[REVIEW] Djakarta Warehouse Project 2014 Hari Kedua

Warna-warni Penutup DWP 14

 

JIEXPO Kemayoran, Jakarta

 

Dengan line-up yang tidak kalah bagusnya dengan hari pertama, DWP di hari kedua malah terlihat lebih ramai. Terbukti dari permintaan akan tiket di hari Sabtu yang begitu memblundak, rombongan pembeli tiket berkumpul begitu padat di depan gerbang masuk. Hal yang tidak terjadi 24 jam sebelumnya. Bahkan, penjaja tiket tidak resmi (calo) justru menaikkan harga tiket masuk. Hal ini mempertegas bahwa tanda-tanda volume pengunjung yang datang tidak akan turun dalam waktu singkat.

Keramaian yang terjadi bukan tanpa alasan, pasalnya di hari kedua ada Life in Color, adalah sebuah aktivitas di mana penonton disemprot dan disiram oleh cat warna-warni yang sudah disiapkan. Hasilnya, mereka keluar dari panggung dengan muka dan pakaian yang sudah berubah 180 derajat.
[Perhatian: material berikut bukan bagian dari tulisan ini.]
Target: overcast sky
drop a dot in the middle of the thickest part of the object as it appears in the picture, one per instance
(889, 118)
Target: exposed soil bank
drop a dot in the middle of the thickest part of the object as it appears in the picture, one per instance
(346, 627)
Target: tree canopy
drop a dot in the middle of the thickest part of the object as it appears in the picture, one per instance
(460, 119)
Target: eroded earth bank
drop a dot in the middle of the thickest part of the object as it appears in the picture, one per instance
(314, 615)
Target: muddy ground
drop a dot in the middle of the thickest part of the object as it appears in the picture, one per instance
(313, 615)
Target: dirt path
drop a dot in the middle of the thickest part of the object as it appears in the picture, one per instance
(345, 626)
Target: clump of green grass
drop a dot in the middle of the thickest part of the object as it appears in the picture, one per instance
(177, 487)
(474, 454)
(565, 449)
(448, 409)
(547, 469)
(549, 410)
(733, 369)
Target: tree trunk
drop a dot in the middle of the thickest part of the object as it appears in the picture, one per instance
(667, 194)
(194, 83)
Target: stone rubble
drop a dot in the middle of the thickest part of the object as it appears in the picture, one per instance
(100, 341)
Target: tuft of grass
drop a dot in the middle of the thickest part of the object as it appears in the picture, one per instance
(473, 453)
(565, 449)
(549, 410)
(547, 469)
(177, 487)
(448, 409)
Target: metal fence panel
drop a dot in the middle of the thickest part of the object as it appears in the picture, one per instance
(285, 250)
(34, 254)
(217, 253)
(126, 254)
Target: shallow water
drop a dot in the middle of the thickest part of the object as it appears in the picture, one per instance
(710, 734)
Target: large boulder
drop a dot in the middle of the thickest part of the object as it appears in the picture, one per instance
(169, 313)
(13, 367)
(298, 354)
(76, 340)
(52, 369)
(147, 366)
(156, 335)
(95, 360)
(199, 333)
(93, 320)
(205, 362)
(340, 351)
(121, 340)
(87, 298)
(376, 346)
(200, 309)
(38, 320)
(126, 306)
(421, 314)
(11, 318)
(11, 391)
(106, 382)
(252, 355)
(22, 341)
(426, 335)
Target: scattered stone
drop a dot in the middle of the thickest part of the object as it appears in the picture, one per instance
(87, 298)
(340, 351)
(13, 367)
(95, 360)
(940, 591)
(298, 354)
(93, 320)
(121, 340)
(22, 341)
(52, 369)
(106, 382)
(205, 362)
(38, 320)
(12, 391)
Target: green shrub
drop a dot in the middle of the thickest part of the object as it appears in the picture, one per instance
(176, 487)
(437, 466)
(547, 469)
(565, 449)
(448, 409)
Pakaian mereka berubah menjadi warna-warni, muka yang basah dan rambut yang agak lengket dan berkilau. Namun yang tidak berubah adalah senyum keceriaan yang sudah disematkan sejak datang hingga basah kuyup tidaklah luntur. 

Batalnya Kaskade tampil di DWP tahun ini tidak terlalu banyak berpengaruh, sebagai gantinya di panggung Life in Color (tadinya Cosmic Stage di hari Jumat) menjelma menjadi panggung utama yang sangat ramai hanya saja dengan ukuran yang lebih kecil. Aksi Matthew Koma dan Adventure Club secara berturut-turut menjawab bahwa mungkin suatu saat mereka harus diletakkan di panggung yang berukuran lebih besar.

Di panggung utama, ada grup lawas asal Inggris, Above & Beyond. Mengusung musik bergenre trance yang tidak mendominasi di festival ini, wajar apabila mereka mulai menyedot penonton untuk mendekat dan merapat ke depan panggung. Selain “menghajar” dengan beat cepat dan riuh, beberapa kali mereka menyelipkan kutipan kalimat-kalimat manis yang terpampang pada layar raksasa, seperti “Life is made of small moments like this”, atau “This is Indonesia, this is heaven” yang mengundang sing along dan reaksi positif.

Perpindahan yang kilat antar set menjadi hal dilematis bagi sebagian penonton. Mereka yang sudah menempati posisi yang nyaman lalu ingin mundur untuk rehat sejenak terpaksa menunda waktunya. Tapi justru ini yang membuat kepadatan tidak pernah kendur. 

Seperti perpindahan cepat dari trance menuju house milik Nicky Romero. Dengan cekatan dan sigap menaikkan beat lalu membantingnya di saat yang tepat, apalagi dihiasi dengan kembang api yang tak ada habisnya, Romero seakan langsung dicintai penggemarnya. Atraksi DJ yang menginspirasi banyak orang untuk memakai topeng Guy Fawkes ini layak mendapat dua jempol.

Puncak kemeriahan hari kedua DWP sedikit terpecah. Mereka yang sudah beberapa kali menonton Steve  Aoki, meninggalkan Garudha Land menuju panggung Life in Color untuk duo Kanada, DVBBS yang terkenal dengan hit “Tsunami”

Penampilan Steve Aoki di awal terlihat kurang klimaks. Namun bak mesin diesel yang lama panas, Aoki baru menunjukkan tajinya sekitar 15 menit selanjutnya. Gimmick yang nyeleneh dengan melempar kue tart ke penonton, kemudian naik perahu karet di atas kerumunan penonton dengan memasrahkan perangkat DJ-nya ke Angger Dimas dipertontonkan yang mengundang ekspresi takjub bercampur bingung. Lagu seperti “Turbulence” yang versi rekamannya dinyanyikan bersama Laidback Luke dan Lil Jon pun tidak luput dari pandangan Aoki untuk dimainkan.

Djakarta Warehouse Project versi tahun ketiga telah tersaji dengan segala kekurangan dan kelebihannya. Ketepatan Ismaya Live dalam memilih tempat acara telah menelurkan kepuasan, apresiasi dan respon positif puluhan ribu pasang mata.